In [None]:
import sqlite3

import dask.array as da
import dask.bag as db
import dask.dataframe as dd
import numpy as np
import pandas as pd
import seaborn as sns
from dask.distributed import Client
from matplotlib import pyplot as plt
from scipy.stats import pearsonr

from utils.constants import BigMarkets, Correspondence, SmallMarkets

In [None]:
client = Client(n_workers=6)
client

# Big Market vs Small Market Teams Case Study

<div class="alert alert-block alert-success">
    In this notebook, we will analyze the relationship that may exist between the results of a team and their popularity on Youtube. We definend the popularity of a team as the view ratio of that team compared to all the views generated by basketball and NBA videos during that month.

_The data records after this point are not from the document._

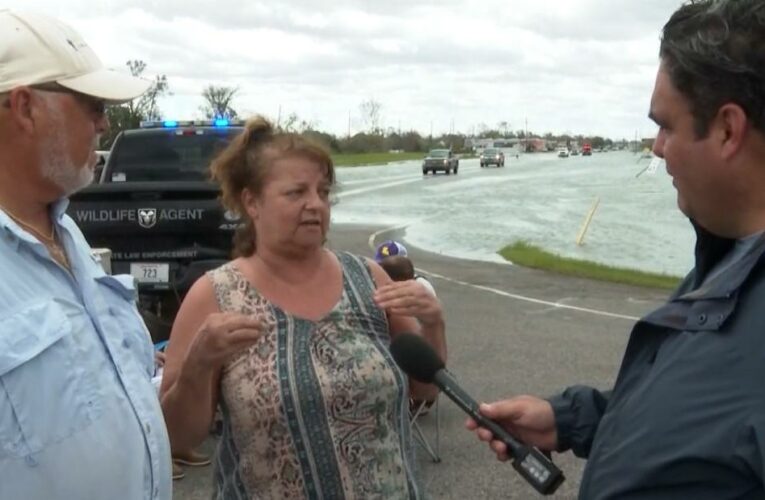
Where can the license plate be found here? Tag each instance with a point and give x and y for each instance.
(145, 272)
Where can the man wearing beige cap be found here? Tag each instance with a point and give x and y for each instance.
(79, 418)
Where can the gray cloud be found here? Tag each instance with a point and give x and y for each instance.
(584, 66)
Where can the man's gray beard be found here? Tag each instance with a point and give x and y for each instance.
(55, 164)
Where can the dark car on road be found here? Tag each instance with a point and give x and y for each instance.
(440, 159)
(492, 156)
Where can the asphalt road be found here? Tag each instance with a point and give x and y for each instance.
(510, 331)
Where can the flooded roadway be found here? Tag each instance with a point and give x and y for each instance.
(538, 198)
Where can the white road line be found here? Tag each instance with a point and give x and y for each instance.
(553, 305)
(343, 194)
(502, 293)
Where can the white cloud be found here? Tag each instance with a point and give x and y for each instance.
(578, 66)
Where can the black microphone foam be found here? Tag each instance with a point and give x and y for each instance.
(415, 356)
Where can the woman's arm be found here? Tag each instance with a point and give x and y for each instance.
(201, 340)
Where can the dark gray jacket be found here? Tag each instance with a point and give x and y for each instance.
(686, 417)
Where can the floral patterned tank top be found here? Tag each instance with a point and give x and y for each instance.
(314, 409)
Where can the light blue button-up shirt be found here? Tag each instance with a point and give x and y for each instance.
(79, 417)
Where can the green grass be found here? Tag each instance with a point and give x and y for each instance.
(528, 255)
(358, 159)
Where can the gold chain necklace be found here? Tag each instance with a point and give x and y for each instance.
(50, 241)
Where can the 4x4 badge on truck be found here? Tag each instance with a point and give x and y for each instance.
(147, 217)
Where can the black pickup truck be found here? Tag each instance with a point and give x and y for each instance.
(155, 208)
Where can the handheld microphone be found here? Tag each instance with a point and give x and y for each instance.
(415, 356)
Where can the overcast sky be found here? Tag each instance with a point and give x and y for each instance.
(575, 66)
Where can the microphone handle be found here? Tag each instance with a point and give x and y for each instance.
(446, 382)
(533, 465)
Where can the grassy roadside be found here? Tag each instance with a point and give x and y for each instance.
(358, 159)
(524, 254)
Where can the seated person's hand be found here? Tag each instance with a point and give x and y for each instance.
(159, 359)
(410, 298)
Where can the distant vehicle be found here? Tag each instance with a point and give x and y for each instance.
(492, 156)
(440, 159)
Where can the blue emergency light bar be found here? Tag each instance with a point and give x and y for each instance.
(218, 122)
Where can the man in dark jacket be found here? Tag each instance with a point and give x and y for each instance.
(686, 416)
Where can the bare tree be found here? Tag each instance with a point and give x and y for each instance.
(370, 114)
(145, 107)
(219, 101)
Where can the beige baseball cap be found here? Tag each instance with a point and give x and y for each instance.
(37, 49)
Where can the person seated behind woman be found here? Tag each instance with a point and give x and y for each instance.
(292, 341)
(400, 268)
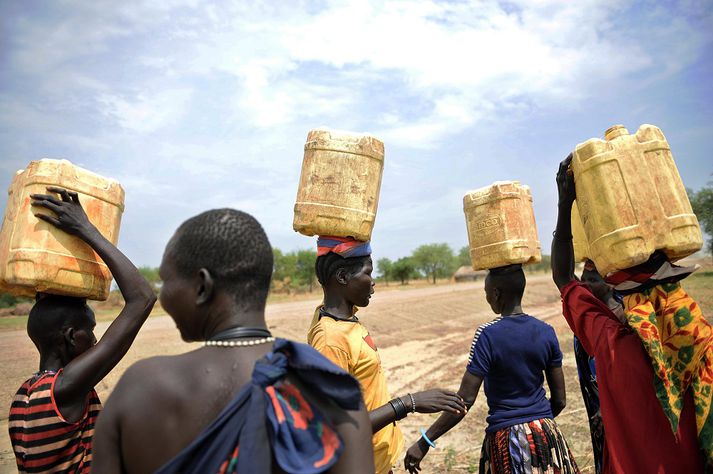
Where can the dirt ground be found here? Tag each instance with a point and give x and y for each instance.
(423, 334)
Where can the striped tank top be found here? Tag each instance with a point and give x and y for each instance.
(42, 440)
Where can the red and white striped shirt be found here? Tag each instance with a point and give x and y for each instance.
(42, 439)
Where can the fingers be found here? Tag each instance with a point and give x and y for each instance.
(411, 465)
(51, 204)
(52, 220)
(45, 197)
(67, 196)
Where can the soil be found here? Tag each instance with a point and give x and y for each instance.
(423, 334)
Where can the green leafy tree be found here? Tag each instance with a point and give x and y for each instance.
(403, 269)
(464, 257)
(435, 260)
(702, 203)
(385, 267)
(151, 275)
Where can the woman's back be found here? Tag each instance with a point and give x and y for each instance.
(512, 353)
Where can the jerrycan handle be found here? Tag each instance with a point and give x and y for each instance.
(614, 132)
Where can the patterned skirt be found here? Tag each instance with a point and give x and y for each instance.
(535, 447)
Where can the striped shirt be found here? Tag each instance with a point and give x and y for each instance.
(41, 438)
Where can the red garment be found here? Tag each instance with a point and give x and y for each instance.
(638, 436)
(42, 439)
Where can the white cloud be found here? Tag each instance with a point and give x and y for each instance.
(148, 113)
(213, 100)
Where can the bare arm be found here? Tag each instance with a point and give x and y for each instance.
(354, 428)
(106, 447)
(428, 401)
(562, 262)
(468, 391)
(83, 373)
(558, 395)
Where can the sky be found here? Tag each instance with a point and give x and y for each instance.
(194, 105)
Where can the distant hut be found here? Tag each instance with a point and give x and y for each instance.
(466, 273)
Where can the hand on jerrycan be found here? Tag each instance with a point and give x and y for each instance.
(70, 216)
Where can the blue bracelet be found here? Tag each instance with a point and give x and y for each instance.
(423, 435)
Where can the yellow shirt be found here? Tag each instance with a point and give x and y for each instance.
(349, 345)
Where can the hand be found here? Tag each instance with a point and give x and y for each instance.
(70, 218)
(565, 182)
(435, 400)
(414, 455)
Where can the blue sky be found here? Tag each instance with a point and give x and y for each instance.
(194, 105)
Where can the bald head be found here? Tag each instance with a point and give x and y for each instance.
(504, 287)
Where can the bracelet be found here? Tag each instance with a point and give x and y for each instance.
(561, 239)
(399, 408)
(423, 435)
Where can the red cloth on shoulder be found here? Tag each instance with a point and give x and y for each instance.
(637, 434)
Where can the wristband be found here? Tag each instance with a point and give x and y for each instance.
(423, 435)
(413, 403)
(561, 239)
(399, 408)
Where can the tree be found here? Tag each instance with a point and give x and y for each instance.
(435, 260)
(702, 203)
(151, 275)
(304, 267)
(385, 267)
(464, 257)
(403, 269)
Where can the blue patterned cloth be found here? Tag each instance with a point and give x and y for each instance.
(270, 419)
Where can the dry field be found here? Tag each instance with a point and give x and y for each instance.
(423, 334)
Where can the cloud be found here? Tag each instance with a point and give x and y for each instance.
(147, 113)
(197, 104)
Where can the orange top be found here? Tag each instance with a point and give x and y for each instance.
(349, 345)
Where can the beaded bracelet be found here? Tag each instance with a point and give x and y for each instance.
(423, 435)
(561, 239)
(399, 408)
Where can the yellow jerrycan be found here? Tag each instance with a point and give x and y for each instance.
(579, 239)
(339, 185)
(37, 257)
(501, 225)
(631, 199)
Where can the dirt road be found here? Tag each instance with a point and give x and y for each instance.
(423, 335)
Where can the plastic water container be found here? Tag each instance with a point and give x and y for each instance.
(339, 186)
(35, 256)
(501, 225)
(631, 199)
(579, 239)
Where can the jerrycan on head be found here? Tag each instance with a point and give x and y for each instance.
(501, 225)
(339, 186)
(37, 257)
(631, 199)
(579, 239)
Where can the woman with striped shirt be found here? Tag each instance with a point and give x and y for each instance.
(52, 416)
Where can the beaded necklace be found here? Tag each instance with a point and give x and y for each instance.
(227, 337)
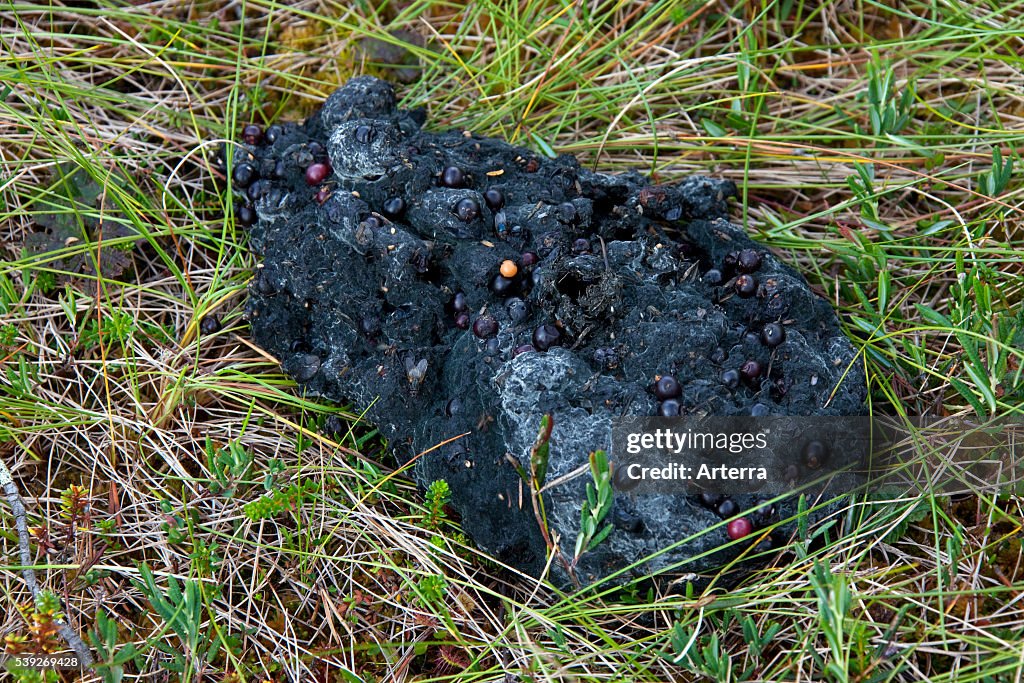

To have a more interesting and concrete view on this subject, we decided to conduct our analysis on 2 separated sets of teams.<br> 
The first set correspond to the <b>big market teams</b>, these teams usually represent big cities or very dense cities such as the New York Knicks, the Los Angeles Lakers or the Chicago Bulls. These cities represent a big market as they are the most supported at the national and international level. <br>
The second set represents the <b> small market teams </b>, these teams are usually less supported by the NBA fans as they represent cities that are less demographically dense or where basketball is not very popular.

<div class="alert alert-block alert-info">
Our first step is to prepare the dataframe on which we will conduct our analysis. We then load our data in parquet format and filter the categories of videos that are the most insightful for us. This step permits us to focus on the videos that are the most interesting for our research, remove noise from irrelevant categories and make our queries faster. <br>
Therefore, we filter our videos to only keep categories Sports, People & Blogs and Entertainment.

In [None]:
video_metadata_df = dd.read_parquet("./data/video_metadata/parquet/")
video_metadata_df["upload_date"] = dd.to_datetime(video_metadata_df.upload_date)

In [None]:
video_metadata_df_sports = video_metadata_df[video_metadata_df["categories"].isin(["Sports", "People & Blogs", "Entertainment"])]
video_metadata_df_sports["tags"] = video_metadata_df_sports["tags"].str.lower()
video_metadata_df_sports["tags"] = video_metadata_df_sports["tags"].apply(lambda x: f",{x},")

In [None]:
# video_metadata_df_sports = video_metadata_df_sports[video_metadata_df_sports['tags'].str.contains('basketball')]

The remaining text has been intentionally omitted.